In our Kindermusik Sign and Sing class, one of our focuses is on recognizing and responding to our child’s version of a sign.  Of course, as adults, we use the American Sign Language version as we speak the word in our communication efforts with our baby.  But it can be quite difficult to recognize a baby’s “version” of the sign.

Research has shown that a child starts signing sooner when the parents respond to baby’s hand movements that are CLOSE to any ASPECT of making the sign that relates to something which is engaging them.  In class, we discuss these aspects more fully.  Even if the child is not intending on making the sign, if the parent acts with enthusiasm and verbalizes what they think the child may be meaning with their hand movement, it STARTS to make the connection in the child’s mind.

I thought it would be fun to show you a progression of a child’s versions of signs as they grow.  This remarkable girl, Firese, and her remarkable mother have shown that a child’s vocabulary, speech, and concept development are ALL enhanced through using sign language.

This first video is when Firese is 11 months old.  At the end, Mom tells the story of the first time she realized that her daughter really communicated with a sign.  You can see how proud she is!

Firese is now 1 year old, and has an amazing vocabulary, both verbal AND signs.

Firese is 18 months old and is trying to teach another baby how to sign.  So cute!

At 2 years old, she is spelling, quizzing mom, and signing songs!

At 2 1/2 years old, Firese is demonstrating her ability to sign the alphabet.

On a personal note, both of my children used the sign language alphabet during their elementary years to help learn their spelling words. It adds the element of movement and muscle memory to help them remember the pattern of difficult words.

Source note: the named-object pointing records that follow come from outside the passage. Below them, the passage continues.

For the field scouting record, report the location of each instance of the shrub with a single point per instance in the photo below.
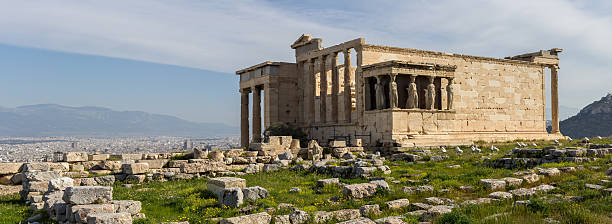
(538, 205)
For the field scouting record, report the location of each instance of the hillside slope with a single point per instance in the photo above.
(593, 120)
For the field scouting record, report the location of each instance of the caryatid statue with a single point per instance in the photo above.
(380, 96)
(393, 92)
(450, 89)
(413, 95)
(431, 94)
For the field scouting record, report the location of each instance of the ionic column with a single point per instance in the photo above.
(244, 118)
(393, 97)
(335, 87)
(256, 114)
(554, 98)
(450, 92)
(312, 87)
(300, 81)
(380, 97)
(348, 105)
(430, 100)
(323, 88)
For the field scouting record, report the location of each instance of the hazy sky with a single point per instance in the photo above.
(46, 46)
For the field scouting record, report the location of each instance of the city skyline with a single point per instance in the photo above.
(185, 67)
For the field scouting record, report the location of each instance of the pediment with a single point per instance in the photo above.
(303, 40)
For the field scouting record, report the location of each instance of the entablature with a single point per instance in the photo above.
(408, 68)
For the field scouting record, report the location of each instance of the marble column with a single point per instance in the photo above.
(380, 96)
(244, 118)
(393, 97)
(335, 87)
(554, 98)
(413, 96)
(312, 87)
(323, 88)
(348, 105)
(300, 81)
(430, 98)
(256, 114)
(450, 94)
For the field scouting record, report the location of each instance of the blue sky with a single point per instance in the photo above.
(178, 57)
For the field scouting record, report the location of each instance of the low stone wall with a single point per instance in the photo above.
(523, 157)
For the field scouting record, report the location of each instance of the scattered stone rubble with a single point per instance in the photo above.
(66, 192)
(524, 158)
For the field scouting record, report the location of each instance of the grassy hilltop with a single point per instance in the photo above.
(569, 202)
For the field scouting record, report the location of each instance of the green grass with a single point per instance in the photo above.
(13, 209)
(189, 200)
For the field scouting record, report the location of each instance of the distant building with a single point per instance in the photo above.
(188, 144)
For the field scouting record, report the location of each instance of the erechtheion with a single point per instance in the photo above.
(390, 96)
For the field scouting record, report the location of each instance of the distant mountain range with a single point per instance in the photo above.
(593, 120)
(58, 120)
(564, 112)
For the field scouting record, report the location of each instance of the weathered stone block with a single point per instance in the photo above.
(285, 156)
(154, 164)
(60, 184)
(36, 186)
(231, 197)
(135, 168)
(325, 182)
(105, 180)
(399, 203)
(233, 153)
(216, 155)
(361, 220)
(216, 185)
(500, 195)
(127, 206)
(109, 218)
(549, 172)
(88, 195)
(346, 214)
(42, 176)
(337, 144)
(367, 210)
(258, 218)
(137, 178)
(511, 181)
(75, 157)
(79, 213)
(493, 184)
(357, 142)
(52, 198)
(358, 191)
(531, 178)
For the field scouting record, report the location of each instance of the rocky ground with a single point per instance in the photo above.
(513, 182)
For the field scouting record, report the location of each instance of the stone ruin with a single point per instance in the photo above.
(76, 188)
(525, 158)
(66, 202)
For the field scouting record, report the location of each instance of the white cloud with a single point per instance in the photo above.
(228, 35)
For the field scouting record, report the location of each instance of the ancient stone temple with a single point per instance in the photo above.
(390, 96)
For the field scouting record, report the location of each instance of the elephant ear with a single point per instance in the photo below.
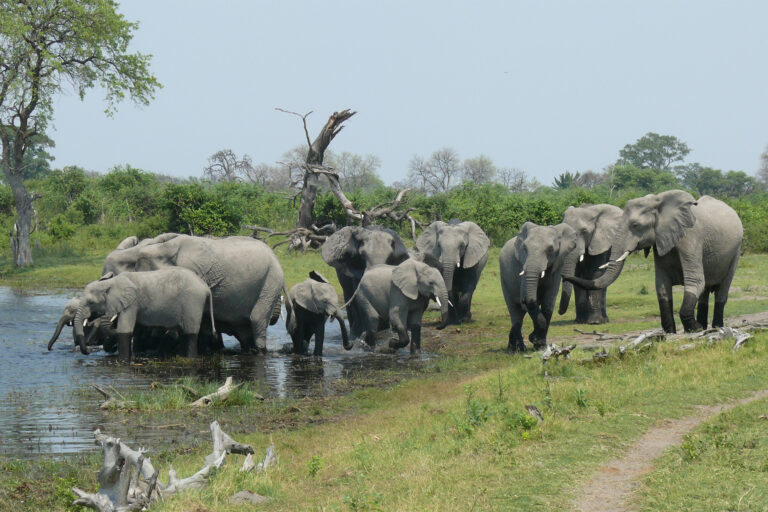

These videos are by Laura Berg, who has developed the SmartHands methods, and there are now classes all over Canada.  She has several teaching videos than can be downloaded fromhttp://www.mindbites.com/person/84-MySmartHands .  For each video, you can see a 60 second preview.  Laura Berg has also started a Facebook page for parents to share and discuss their experiences in signing with their babies.  There are several videos of different babies signing.

These videos are fascinating and really show the progression of a child’s version of signs.  What I would really like to find is a video of a parent and child commuicating during an activity they are both enjoying, rather than seeing a “list” of signs being performed.  If you know of one, please share it with me.